5.3. The Watermark Uniqueness
The watermark uniqueness is one of the most important indexes in zero watermarking. It is determined by the characteristics of the data used to construct the watermark. A good zero watermarking algorithm needs to ensure that the watermarks constructed from different data are very different. To verify the watermark uniqueness of the proposed method, we selected six test data that are all administrative division maps, denoted Data 1–6, as shown in
Figure 19. First, construct watermarks from the six test data using the proposed method. Then calculate NC values between the six watermarks and the watermark generated by the experimental data in
Section 3.1, respectively. If the NC values are less than the threshold, it means that the method has good watermark uniqueness; otherwise, the method is not qualified. Finally, considering that the watermark length will affect the watermark uniqueness, we choose different watermark lengths for experiments: 32, 64, 128, and 256. Therefore, four groups of experimental results are produced, each with six NC values, as shown in
Figure 20.
It can be observed in
Figure 20 that all the NC values are less than the threshold for the six test data under four different watermark lengths. And it roughly shows a trend that the longer the watermark length, the lower the NC value for the data. In detail, the maximum of the NC values is 0.71, and most of them are concentrated around 0.55 and 0.65, which are less than the threshold of 0.75. This proved that the proposed method meets the requirement of the watermark uniqueness.
6. Conclusions
In zero watermarking for vector geographic data, resisting attacks that cause significant distortion of the data is a challenging problem. The key is to find the characteristics that are not affected by data deformation. In this paper, two local characteristics are introduced: NFNF and NSNF, and they are quantified to the watermark bit and the watermark index, respectively. Among them, NSNF, the number of second-order neighboring features, is the first time introduced into the watermarking for vector geographic data in the state-of-the-art of watermarking research. Further, NFNS and NSNF make full use of the topological and statistical characteristics of the data, which are the foundation of the proposed method. Experimental results show that this method has good robustness and can completely resist attacks with significant distortion compared with other algorithms, such as non-uniform scaling, simplification, and projection transformation attacks.
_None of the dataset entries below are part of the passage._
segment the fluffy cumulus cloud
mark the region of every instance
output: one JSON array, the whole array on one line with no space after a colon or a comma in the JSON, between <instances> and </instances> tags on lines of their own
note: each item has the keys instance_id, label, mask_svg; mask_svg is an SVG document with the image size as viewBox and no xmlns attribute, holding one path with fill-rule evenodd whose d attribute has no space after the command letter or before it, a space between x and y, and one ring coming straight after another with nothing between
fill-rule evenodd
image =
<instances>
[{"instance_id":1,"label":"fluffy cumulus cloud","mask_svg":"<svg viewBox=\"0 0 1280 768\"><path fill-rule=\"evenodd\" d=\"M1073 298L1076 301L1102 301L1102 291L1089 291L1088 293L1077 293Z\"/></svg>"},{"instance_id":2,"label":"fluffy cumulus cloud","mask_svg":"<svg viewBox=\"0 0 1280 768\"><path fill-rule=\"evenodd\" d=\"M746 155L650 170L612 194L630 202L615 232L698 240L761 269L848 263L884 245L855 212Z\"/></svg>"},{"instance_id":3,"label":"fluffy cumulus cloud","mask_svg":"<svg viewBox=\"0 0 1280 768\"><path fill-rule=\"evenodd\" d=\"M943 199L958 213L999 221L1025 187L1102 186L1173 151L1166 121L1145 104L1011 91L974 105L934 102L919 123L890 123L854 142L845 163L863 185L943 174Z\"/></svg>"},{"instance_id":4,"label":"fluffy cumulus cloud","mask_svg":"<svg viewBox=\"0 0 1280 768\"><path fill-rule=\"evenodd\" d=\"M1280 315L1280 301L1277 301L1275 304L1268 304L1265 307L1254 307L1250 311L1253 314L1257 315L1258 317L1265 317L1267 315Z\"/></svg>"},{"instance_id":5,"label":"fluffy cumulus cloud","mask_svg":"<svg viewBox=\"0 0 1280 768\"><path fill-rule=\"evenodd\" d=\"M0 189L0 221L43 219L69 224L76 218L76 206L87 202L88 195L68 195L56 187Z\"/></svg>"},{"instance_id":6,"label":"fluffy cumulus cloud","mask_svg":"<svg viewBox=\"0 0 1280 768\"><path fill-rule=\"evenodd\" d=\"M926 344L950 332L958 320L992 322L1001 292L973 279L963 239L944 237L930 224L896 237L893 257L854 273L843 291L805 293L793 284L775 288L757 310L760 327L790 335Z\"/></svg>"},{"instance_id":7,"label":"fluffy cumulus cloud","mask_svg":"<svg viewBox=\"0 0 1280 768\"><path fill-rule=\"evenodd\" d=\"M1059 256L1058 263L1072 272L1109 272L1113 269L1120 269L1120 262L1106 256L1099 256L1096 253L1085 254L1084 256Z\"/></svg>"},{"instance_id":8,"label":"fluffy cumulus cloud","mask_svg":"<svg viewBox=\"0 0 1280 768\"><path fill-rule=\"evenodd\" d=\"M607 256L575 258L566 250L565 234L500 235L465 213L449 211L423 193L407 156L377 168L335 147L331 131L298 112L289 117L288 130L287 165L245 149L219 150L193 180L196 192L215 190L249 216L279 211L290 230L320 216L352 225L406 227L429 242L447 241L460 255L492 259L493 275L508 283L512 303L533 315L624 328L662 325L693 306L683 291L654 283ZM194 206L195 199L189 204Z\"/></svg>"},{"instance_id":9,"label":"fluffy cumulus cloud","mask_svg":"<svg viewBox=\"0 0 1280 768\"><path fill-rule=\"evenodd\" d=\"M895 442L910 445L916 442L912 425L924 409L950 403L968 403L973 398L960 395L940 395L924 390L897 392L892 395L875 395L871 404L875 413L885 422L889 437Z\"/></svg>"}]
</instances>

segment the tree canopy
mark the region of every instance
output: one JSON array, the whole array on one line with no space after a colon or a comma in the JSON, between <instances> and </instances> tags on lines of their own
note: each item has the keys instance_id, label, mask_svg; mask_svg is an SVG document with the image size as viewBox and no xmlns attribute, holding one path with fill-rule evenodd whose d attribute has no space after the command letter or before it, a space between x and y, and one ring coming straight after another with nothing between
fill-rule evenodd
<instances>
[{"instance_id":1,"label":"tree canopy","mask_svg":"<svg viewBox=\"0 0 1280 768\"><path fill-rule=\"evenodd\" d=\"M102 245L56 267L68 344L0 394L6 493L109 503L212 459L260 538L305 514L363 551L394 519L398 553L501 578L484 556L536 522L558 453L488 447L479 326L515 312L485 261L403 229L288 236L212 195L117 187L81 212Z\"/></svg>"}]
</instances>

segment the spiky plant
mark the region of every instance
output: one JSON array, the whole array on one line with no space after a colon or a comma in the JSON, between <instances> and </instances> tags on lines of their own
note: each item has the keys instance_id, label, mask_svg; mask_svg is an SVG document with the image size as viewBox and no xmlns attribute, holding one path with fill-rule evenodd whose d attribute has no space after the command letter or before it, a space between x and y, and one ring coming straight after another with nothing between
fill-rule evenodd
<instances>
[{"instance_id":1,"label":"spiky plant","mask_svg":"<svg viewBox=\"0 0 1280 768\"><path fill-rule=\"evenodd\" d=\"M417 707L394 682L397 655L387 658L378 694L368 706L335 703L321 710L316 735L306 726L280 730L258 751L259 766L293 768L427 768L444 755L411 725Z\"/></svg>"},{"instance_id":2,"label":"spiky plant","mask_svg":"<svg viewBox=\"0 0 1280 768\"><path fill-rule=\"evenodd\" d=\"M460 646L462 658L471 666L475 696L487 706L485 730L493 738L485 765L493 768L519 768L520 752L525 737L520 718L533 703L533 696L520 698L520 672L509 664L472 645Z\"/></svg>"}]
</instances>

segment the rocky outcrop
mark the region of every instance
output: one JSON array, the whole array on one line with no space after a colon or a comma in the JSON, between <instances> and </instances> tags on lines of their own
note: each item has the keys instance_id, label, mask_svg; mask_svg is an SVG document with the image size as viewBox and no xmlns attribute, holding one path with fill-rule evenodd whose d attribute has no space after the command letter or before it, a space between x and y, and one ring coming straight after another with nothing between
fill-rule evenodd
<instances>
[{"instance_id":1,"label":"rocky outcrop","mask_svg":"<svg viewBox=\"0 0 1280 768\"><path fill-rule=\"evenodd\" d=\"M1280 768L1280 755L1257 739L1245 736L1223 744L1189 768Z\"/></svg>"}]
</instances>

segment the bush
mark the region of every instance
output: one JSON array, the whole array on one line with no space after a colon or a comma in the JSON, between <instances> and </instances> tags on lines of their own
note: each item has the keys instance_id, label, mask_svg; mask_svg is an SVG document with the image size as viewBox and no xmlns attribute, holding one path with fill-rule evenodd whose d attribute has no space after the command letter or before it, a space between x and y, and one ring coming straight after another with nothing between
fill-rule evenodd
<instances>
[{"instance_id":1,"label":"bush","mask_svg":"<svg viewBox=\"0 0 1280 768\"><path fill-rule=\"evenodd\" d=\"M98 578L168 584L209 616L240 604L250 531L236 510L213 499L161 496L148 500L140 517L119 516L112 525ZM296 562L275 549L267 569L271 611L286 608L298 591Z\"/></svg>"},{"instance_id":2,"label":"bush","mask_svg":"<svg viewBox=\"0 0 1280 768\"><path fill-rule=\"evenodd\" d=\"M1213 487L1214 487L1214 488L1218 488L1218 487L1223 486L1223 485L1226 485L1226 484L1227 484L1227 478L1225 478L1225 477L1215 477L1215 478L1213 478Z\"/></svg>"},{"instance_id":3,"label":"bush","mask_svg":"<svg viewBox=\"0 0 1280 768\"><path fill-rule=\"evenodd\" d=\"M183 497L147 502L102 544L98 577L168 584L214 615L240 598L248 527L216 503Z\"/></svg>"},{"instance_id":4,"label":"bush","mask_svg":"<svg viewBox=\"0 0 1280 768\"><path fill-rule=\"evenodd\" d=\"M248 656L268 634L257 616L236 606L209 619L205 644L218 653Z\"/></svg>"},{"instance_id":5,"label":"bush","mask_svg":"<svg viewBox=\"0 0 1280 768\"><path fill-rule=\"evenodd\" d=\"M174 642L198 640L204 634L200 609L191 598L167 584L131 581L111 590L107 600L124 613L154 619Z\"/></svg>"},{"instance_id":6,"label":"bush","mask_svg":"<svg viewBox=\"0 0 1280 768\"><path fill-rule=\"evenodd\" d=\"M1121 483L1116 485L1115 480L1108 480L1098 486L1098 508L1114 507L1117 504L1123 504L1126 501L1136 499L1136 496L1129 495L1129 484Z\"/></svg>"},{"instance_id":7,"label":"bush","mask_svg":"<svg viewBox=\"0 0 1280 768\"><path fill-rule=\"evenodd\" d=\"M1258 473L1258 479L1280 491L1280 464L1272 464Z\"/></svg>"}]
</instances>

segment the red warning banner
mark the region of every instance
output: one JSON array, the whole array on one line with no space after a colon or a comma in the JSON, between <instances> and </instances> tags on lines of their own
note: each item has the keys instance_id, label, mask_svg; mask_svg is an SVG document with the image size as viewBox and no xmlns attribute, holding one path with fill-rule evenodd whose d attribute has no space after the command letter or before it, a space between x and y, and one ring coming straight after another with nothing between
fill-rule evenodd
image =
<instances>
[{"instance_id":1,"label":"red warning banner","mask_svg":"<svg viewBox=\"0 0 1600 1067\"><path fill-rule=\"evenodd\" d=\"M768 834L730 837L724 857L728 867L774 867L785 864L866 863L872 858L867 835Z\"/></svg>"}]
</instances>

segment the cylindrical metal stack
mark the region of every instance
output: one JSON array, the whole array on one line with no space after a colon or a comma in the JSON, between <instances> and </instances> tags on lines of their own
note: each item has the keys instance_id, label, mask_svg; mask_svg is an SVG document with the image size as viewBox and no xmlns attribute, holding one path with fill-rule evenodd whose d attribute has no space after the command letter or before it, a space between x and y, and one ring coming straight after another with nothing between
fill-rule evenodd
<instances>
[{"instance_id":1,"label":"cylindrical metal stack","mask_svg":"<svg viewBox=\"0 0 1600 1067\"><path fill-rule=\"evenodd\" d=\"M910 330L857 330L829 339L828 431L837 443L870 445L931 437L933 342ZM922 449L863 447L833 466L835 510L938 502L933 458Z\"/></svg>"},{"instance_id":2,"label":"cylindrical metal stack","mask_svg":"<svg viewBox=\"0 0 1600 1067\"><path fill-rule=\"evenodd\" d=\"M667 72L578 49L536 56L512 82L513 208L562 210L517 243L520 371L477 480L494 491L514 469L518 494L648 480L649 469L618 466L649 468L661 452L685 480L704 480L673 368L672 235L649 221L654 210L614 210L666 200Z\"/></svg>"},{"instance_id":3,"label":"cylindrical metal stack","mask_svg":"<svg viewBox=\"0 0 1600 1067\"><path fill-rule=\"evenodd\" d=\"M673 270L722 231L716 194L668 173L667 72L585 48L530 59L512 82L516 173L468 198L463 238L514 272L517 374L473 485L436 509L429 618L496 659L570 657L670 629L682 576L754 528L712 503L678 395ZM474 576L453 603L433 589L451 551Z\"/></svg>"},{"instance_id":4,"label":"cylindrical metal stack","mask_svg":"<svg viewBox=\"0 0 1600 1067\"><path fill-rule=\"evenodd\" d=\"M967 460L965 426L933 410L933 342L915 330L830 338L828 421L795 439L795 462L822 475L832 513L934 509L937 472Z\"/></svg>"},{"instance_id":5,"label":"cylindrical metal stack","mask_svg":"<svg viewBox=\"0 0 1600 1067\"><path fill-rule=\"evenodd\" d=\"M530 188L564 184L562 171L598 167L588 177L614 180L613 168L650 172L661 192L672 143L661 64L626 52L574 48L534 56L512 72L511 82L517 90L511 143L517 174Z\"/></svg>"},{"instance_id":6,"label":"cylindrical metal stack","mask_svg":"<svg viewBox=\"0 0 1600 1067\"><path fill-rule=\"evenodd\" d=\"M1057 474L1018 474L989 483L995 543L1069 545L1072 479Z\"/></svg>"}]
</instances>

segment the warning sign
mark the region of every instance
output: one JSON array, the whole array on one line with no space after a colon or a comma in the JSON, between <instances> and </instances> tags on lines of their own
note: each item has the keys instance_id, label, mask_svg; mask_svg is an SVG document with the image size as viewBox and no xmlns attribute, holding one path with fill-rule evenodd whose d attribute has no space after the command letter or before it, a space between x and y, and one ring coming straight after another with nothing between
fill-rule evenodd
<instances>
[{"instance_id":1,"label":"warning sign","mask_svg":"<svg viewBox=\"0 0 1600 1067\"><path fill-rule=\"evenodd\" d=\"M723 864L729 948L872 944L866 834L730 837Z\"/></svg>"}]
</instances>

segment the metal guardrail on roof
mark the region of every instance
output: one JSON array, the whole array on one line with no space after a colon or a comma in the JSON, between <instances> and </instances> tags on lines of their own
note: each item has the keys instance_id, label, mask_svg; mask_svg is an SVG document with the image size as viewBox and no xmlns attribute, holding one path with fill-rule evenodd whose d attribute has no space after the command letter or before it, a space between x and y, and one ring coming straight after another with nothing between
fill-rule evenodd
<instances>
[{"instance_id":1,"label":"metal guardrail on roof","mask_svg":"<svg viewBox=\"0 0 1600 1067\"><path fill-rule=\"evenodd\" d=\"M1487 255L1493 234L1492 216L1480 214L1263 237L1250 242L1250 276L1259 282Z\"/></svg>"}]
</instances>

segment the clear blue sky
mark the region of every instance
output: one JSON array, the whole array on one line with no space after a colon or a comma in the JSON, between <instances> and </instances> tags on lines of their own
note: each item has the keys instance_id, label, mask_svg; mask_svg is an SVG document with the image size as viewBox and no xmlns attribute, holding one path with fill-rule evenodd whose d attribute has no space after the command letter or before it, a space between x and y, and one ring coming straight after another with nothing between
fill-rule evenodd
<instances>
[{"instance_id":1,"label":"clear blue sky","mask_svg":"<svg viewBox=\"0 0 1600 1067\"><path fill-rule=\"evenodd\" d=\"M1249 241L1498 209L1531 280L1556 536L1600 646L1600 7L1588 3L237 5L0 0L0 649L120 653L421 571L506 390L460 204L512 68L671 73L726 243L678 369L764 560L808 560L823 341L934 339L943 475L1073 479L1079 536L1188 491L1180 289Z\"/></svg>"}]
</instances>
The proposal of this method is a new exploration in improving the robustness of zero watermarking for vector geographic data. Moreover, the combination of topological characteristics and statistical characteristics can provide some ideas for the future watermarking research. However, this method is not suitable for point data. Exploring the conversion methods of point data to polyline data and polygon data will be the focus of our future research.